Brand And Marketing Trends For 2014
Comment Now
Follow Comments
It was management consultant, Peter Drucker, who advised the best way to predict the future was to create it. Creating new things being difficult, the next best way is to have access to validated and predictive loyalty and emotional engagement metrics to help point the way. Happily, we do. And after examining over 100,000 consumer assessments, we’ve identified 14 critical trends to help marketers create their own, successful futures next year.
- Consumers Expect More: Over the past 5 years consumer expectations have increased on average 20%. Brands have kept up by only 5%, a big gap between what’s desired and what’s delivered. The ability to accurately measure real, unarticulated expectations, will provide significant advantages.
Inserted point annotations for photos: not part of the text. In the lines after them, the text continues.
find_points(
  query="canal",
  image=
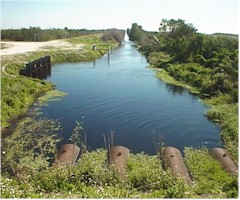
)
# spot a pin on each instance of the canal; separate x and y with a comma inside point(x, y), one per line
point(123, 96)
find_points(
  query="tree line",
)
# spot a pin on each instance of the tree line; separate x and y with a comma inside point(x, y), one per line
point(207, 62)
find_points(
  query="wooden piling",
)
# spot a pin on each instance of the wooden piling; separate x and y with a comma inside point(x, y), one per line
point(39, 68)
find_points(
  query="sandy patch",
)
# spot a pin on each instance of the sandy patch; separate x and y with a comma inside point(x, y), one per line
point(11, 48)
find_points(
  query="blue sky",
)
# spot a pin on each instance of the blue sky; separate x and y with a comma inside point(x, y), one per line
point(208, 16)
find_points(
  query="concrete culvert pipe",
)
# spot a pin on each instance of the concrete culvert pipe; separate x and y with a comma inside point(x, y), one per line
point(173, 159)
point(225, 160)
point(118, 156)
point(68, 154)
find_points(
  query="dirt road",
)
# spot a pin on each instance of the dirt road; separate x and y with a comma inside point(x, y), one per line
point(10, 48)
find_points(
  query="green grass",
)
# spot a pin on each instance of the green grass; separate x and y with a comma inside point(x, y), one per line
point(19, 92)
point(165, 77)
point(145, 178)
point(220, 112)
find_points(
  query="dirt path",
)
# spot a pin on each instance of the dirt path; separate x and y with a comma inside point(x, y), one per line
point(10, 48)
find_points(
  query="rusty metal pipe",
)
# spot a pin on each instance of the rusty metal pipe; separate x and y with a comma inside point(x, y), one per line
point(225, 160)
point(68, 154)
point(173, 159)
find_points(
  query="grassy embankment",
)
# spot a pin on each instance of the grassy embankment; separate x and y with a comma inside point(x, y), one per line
point(219, 112)
point(19, 92)
point(204, 64)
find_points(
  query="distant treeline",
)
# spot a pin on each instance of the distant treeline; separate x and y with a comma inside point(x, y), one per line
point(38, 34)
point(207, 62)
point(115, 34)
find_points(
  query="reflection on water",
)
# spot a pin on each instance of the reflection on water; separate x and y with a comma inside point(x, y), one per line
point(124, 96)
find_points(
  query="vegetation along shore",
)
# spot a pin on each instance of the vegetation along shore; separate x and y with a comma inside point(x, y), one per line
point(205, 64)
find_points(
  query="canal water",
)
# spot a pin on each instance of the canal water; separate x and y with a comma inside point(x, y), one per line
point(123, 96)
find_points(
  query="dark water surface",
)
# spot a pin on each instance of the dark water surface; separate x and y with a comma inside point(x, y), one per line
point(124, 96)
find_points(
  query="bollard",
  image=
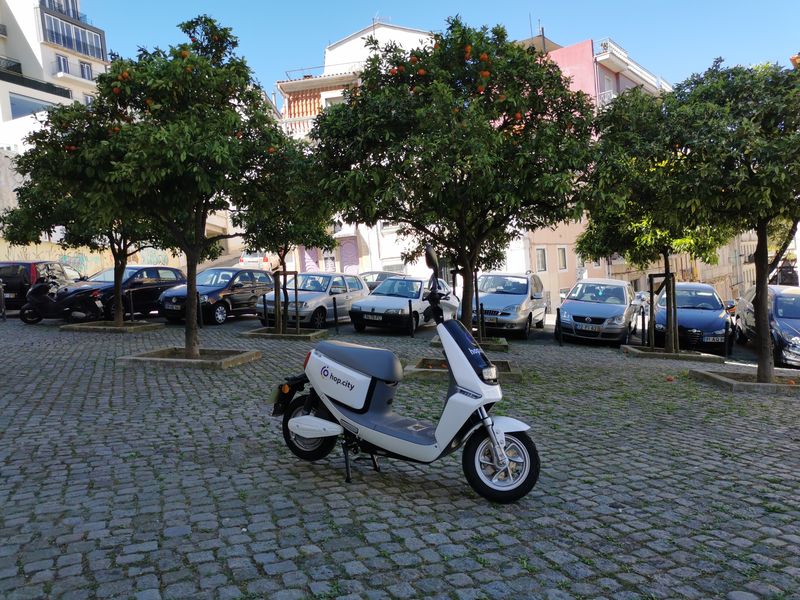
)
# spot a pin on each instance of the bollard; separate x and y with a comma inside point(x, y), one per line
point(335, 316)
point(2, 302)
point(411, 318)
point(558, 327)
point(725, 344)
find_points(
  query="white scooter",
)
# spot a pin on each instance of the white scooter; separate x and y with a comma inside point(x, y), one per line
point(352, 389)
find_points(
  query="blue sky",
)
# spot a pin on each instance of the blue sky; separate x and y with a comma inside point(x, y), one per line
point(672, 39)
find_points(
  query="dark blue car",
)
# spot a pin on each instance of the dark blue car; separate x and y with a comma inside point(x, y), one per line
point(784, 322)
point(703, 319)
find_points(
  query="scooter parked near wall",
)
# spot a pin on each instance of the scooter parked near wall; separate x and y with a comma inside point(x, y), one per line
point(351, 392)
point(43, 302)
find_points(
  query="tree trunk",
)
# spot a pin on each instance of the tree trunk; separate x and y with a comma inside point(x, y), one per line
point(669, 335)
point(766, 365)
point(120, 262)
point(192, 343)
point(468, 293)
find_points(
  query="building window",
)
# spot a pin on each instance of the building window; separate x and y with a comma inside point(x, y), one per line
point(562, 259)
point(22, 106)
point(62, 64)
point(541, 259)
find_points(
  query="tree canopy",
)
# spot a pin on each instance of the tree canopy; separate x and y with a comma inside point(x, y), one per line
point(466, 142)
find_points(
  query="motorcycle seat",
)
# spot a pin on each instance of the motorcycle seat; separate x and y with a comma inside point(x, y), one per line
point(375, 362)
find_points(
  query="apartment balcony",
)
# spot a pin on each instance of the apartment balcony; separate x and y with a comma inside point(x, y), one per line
point(75, 72)
point(11, 71)
point(64, 10)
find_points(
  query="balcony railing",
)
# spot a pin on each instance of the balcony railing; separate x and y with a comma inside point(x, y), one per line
point(11, 71)
point(63, 9)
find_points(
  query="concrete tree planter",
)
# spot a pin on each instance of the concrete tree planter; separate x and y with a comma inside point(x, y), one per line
point(269, 333)
point(109, 327)
point(491, 344)
point(210, 358)
point(746, 382)
point(691, 355)
point(436, 368)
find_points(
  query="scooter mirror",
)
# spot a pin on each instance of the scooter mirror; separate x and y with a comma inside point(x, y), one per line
point(431, 259)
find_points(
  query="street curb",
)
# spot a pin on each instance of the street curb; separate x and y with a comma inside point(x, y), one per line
point(215, 358)
point(718, 379)
point(637, 352)
point(109, 327)
point(269, 333)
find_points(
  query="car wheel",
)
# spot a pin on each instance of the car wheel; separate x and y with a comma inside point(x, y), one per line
point(318, 319)
point(741, 336)
point(219, 314)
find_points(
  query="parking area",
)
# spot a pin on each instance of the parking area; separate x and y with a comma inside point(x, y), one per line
point(151, 482)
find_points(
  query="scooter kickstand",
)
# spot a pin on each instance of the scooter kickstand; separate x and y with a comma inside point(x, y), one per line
point(346, 461)
point(375, 464)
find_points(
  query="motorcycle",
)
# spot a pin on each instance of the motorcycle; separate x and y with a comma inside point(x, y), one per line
point(45, 301)
point(352, 388)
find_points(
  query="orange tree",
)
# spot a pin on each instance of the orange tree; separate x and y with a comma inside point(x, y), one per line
point(737, 132)
point(467, 142)
point(69, 188)
point(197, 122)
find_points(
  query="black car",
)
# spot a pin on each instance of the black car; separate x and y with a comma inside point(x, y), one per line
point(223, 291)
point(141, 286)
point(784, 322)
point(703, 319)
point(19, 276)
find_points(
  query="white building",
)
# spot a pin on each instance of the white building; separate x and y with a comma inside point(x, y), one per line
point(50, 53)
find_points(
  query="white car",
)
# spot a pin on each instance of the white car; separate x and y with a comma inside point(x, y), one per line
point(388, 304)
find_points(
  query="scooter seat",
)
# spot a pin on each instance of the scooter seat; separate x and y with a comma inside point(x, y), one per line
point(375, 362)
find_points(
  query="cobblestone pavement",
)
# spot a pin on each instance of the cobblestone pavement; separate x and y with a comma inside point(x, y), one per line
point(154, 482)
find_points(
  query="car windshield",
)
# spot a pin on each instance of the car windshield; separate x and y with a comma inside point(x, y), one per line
point(401, 288)
point(308, 282)
point(787, 307)
point(597, 292)
point(694, 299)
point(502, 284)
point(107, 275)
point(215, 277)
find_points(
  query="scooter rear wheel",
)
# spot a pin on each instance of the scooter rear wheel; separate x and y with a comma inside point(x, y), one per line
point(306, 448)
point(501, 485)
point(28, 314)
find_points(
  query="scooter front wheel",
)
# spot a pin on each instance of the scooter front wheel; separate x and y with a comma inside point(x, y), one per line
point(306, 448)
point(29, 315)
point(501, 485)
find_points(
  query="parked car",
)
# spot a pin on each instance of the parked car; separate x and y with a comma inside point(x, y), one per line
point(375, 278)
point(315, 294)
point(703, 321)
point(223, 291)
point(784, 320)
point(19, 276)
point(142, 284)
point(598, 309)
point(512, 302)
point(387, 305)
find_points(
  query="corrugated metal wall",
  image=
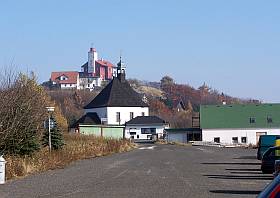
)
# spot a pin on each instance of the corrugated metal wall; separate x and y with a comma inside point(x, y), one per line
point(177, 137)
point(115, 132)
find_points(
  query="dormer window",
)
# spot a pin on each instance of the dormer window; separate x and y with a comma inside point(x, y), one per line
point(252, 120)
point(63, 78)
point(269, 119)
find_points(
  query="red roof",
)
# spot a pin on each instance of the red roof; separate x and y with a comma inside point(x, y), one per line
point(104, 63)
point(71, 77)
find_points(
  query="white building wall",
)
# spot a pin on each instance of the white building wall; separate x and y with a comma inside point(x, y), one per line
point(68, 86)
point(226, 135)
point(139, 135)
point(125, 113)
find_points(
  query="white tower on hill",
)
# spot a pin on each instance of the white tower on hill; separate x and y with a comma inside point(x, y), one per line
point(92, 57)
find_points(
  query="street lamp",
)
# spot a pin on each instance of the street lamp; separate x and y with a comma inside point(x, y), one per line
point(50, 109)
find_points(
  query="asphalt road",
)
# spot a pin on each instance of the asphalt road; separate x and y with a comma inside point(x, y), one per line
point(151, 171)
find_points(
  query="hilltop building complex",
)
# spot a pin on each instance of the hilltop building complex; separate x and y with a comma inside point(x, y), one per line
point(93, 73)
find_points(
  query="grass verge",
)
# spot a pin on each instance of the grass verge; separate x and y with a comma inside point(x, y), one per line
point(77, 147)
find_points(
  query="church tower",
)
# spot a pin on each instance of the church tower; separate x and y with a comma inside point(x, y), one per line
point(121, 70)
point(92, 58)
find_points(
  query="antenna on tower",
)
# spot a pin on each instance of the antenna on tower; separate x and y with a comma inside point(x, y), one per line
point(120, 54)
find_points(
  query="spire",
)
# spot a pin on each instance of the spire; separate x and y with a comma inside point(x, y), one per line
point(121, 70)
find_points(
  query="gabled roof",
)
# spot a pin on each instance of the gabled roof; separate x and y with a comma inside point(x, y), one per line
point(178, 103)
point(89, 118)
point(102, 63)
point(117, 94)
point(140, 120)
point(71, 75)
point(239, 115)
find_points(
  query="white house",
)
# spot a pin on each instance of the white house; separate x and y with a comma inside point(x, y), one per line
point(65, 79)
point(145, 128)
point(240, 123)
point(118, 103)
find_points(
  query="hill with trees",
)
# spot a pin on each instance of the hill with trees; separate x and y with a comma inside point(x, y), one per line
point(163, 98)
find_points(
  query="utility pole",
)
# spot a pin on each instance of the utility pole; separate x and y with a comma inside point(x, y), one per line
point(50, 109)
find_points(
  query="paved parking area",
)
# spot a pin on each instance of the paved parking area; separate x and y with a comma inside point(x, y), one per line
point(151, 171)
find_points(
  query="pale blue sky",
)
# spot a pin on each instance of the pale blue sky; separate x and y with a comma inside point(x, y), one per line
point(234, 46)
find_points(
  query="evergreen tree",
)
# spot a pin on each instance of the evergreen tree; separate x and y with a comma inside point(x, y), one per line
point(56, 136)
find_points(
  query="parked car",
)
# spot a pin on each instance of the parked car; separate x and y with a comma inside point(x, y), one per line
point(268, 159)
point(272, 190)
point(266, 141)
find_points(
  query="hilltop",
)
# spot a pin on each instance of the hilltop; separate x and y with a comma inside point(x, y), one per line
point(176, 103)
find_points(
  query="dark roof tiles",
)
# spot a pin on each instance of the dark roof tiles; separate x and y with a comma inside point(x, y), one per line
point(117, 94)
point(146, 120)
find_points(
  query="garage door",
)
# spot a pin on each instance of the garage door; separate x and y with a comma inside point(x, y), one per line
point(177, 137)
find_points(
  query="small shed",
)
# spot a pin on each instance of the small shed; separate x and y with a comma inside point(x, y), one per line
point(183, 135)
point(145, 128)
point(90, 124)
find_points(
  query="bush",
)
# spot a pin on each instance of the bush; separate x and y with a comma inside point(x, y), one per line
point(22, 112)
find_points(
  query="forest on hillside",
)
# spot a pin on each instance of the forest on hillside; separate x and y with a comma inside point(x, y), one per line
point(163, 98)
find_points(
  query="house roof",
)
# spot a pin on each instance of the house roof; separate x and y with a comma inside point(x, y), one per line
point(238, 116)
point(89, 118)
point(104, 63)
point(140, 120)
point(182, 130)
point(71, 75)
point(178, 103)
point(117, 94)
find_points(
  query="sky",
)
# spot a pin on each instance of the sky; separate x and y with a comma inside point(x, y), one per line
point(233, 46)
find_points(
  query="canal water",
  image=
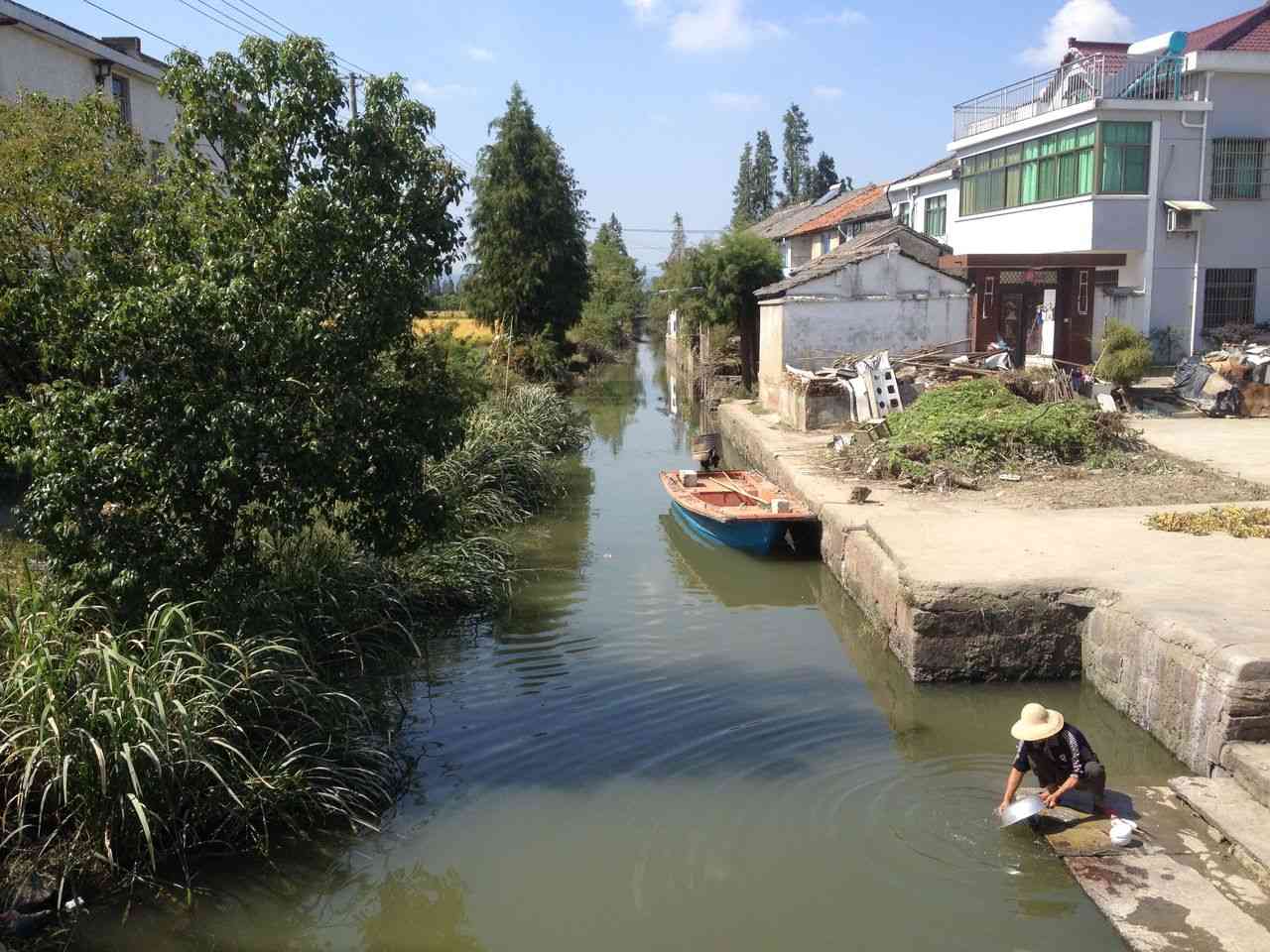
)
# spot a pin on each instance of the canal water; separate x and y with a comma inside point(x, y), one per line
point(671, 746)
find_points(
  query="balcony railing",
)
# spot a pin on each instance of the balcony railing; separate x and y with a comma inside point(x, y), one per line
point(1095, 76)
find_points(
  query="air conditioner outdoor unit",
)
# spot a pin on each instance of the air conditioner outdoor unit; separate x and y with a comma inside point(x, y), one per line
point(1182, 220)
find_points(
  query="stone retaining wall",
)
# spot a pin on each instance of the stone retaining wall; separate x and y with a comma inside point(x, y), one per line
point(1193, 702)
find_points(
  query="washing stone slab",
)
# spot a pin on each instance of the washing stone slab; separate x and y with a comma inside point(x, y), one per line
point(1230, 810)
point(1198, 902)
point(1250, 763)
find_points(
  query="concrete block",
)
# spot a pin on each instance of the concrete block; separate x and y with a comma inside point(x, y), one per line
point(1228, 807)
point(1250, 766)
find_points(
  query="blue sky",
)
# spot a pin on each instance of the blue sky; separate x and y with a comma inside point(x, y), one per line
point(653, 99)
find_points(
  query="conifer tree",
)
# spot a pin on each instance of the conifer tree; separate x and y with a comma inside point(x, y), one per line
point(743, 191)
point(798, 140)
point(765, 177)
point(679, 240)
point(529, 231)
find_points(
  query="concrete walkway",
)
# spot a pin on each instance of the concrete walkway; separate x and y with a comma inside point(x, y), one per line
point(1232, 445)
point(1173, 629)
point(1175, 887)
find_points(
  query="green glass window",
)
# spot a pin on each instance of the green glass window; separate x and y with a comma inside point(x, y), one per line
point(935, 220)
point(1060, 166)
point(1125, 158)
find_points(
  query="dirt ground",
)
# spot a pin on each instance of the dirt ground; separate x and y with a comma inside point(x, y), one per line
point(1147, 477)
point(1150, 477)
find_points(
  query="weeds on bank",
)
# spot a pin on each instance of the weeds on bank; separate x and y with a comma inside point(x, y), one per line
point(128, 747)
point(1239, 522)
point(979, 425)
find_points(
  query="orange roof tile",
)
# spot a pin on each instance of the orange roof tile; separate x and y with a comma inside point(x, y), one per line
point(856, 203)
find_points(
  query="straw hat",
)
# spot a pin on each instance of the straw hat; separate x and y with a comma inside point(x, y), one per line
point(1037, 722)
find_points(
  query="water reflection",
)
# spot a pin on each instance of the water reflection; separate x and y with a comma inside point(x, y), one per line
point(671, 746)
point(612, 398)
point(735, 579)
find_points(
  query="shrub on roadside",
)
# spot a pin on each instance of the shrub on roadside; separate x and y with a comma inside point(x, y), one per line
point(126, 747)
point(1125, 356)
point(980, 422)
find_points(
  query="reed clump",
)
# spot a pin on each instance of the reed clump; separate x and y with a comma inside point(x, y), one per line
point(130, 747)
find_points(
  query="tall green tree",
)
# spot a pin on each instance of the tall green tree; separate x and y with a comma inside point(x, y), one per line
point(825, 176)
point(234, 349)
point(611, 234)
point(679, 240)
point(765, 177)
point(529, 231)
point(729, 272)
point(743, 191)
point(797, 176)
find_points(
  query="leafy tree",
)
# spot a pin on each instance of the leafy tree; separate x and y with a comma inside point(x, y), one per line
point(679, 240)
point(239, 356)
point(825, 176)
point(798, 172)
point(60, 200)
point(765, 177)
point(616, 298)
point(529, 231)
point(743, 191)
point(729, 272)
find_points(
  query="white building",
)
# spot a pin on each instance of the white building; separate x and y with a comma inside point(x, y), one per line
point(879, 291)
point(44, 55)
point(1129, 181)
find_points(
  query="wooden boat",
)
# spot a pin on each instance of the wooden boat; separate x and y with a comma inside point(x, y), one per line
point(737, 508)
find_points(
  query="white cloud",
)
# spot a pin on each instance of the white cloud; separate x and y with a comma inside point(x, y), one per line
point(737, 102)
point(429, 91)
point(847, 17)
point(710, 26)
point(1083, 19)
point(644, 10)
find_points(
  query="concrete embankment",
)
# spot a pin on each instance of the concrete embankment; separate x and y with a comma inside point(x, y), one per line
point(1170, 629)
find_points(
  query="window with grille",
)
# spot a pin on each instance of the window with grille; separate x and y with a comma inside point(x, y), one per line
point(1239, 169)
point(1229, 296)
point(937, 218)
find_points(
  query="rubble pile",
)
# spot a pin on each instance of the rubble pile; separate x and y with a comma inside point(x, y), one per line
point(1229, 382)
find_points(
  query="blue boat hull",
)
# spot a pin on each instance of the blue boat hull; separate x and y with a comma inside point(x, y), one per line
point(749, 536)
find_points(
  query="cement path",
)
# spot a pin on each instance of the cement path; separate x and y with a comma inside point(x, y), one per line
point(1179, 640)
point(1175, 887)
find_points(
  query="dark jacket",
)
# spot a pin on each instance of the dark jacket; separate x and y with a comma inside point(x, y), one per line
point(1069, 749)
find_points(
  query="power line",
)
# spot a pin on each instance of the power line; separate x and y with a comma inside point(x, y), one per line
point(252, 31)
point(137, 26)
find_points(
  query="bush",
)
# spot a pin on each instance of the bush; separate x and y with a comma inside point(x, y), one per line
point(1125, 354)
point(123, 747)
point(979, 422)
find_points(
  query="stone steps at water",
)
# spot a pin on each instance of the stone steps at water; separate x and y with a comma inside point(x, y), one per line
point(1250, 766)
point(1175, 888)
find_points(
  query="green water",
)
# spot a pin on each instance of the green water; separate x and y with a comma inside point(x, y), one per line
point(670, 746)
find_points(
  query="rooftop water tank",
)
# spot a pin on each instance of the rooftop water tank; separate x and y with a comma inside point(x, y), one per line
point(1166, 44)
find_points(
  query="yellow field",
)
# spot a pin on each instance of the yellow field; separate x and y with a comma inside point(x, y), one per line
point(463, 326)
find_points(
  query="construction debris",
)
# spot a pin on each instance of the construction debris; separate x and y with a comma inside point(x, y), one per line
point(1229, 382)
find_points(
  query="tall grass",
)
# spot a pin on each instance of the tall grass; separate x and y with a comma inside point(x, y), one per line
point(126, 747)
point(130, 747)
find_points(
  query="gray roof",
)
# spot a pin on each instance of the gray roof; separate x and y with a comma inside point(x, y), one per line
point(874, 240)
point(947, 164)
point(784, 221)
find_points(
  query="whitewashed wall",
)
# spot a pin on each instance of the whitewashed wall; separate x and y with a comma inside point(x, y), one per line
point(888, 302)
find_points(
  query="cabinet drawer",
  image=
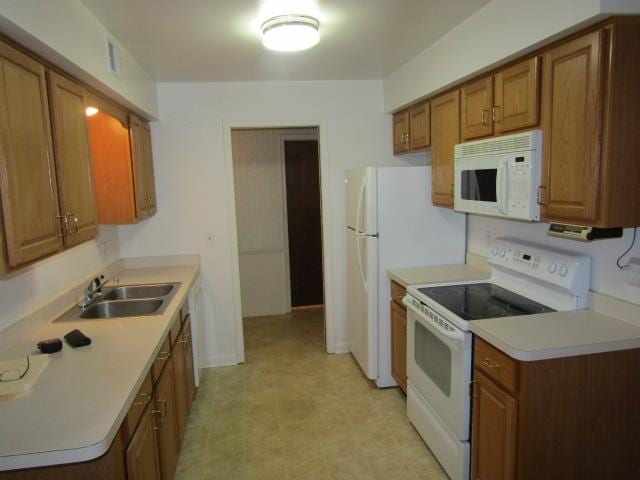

- Attention Must Be Paid to Brands: Increased expectations come with a greater sense of product and service commoditization. You may be known, but you need to be known for something meaningful and important to consumers.
- Category is King: Brands will stop trading away category-specificity for cross-category generalities in how they target, strategize, and execute content. To engage smarter, high-expectation consumers, brand wills need to be smarter about specific category values they can leverage.
- Brands Will Get Emotional: Values that drive the brand decision process to have become more emotionally-driven. In most categories the rational aspects are price-of-entry. Successful brands will identify what emotional values exist in their category, and utilize them as a foundation for meaningful differentiation.
- Real Brand “Engagement” Defined: For too long engagement has been associated with attention levels. Successful marketers will link “engagement” to how efforts increase how well the brand is perceived versus the Category Ideal, and a metric that correlates highly with loyalty, sales, and profitability.
- Targeting Becomes Personal: With consumers craving – and expecting – more, and more customized and personalized products, services and experiences, brands that better respond to real consumer expectations, will find consumers engaging with brands that are able to personalize messaging and outreach.
- Digital Done Right: With digital diversification getting bigger, and with more channels, brands need to shift their question from “should I be here?” to “what should I do now that I am here?” Success will be linked not to outreach, but brand differentiation and emotional engagement.
- Content is King, Too: Content marketing will become a specialty unto itself. Tools like the Digital Platform GPS will optimize placement and help brands distinguish the difference between paid, owned, and earned media, more important when it comes to dealing with contextual relevance and strategically navigating brands in digital space.
- Mobile Optimized: In 2011 Brand Keys trends identified that mobile would move mainstream. It has. For 2014 brands need to adapt strategies and delivery mechanisms, content and flow of communications to match increased consumer multi-tasking and multi-screen behavior.
- Fewer Tedious Texts: More visually literate consumers will move from text outreach to more image-based connections. Visual content will become more important in creating viral marketing campaigns, with brands becoming more attentive to image-sharing initiatives and platforms.
- Micro Becomes Mainstream: Micro videos will continue to rise in popularity and use. Metrics will move away from number of views and toward real brand engagement (see Trend #5). Watch for more :6 and :12 videos to accommodate digital delivery platforms and increasingly shorter consumer attention spans.
- Integration Intensification: Brand marketing and digital budgets will fuse as teams work jointly and cross-silo. Multi-platform traditional and digital models will require social media integration into all marketing efforts, including customer experience, design, sales, and product development.
- Data Deceleration: Data aggregations for traditional and digital will become more integrated and streamlined, allowing brands to better separate the “wheat from the chaff.” Big Data will actually get smaller and more compact. And more useful.
- The Funnel Flattens: What used to be a “purchase funnel,” that became a “path-to-purchase,” will become an extraordinarily category specific “multi-path-to-purchase.” Content and value communication with the right platforms in the right way will become the only way to create emotional engagement – and profitability.
A new year provides brands with a chance for new resolutions and new beginnings, so, it’s worth noting Mr. Drucker also advised companies if they wanted to do something new, they had to stop doing something old. These 14 new trends provide brands the opportunity to break old habits, embrace new methods of brand engagement and brand marketing, and to help to create new and profitable futures for themselves.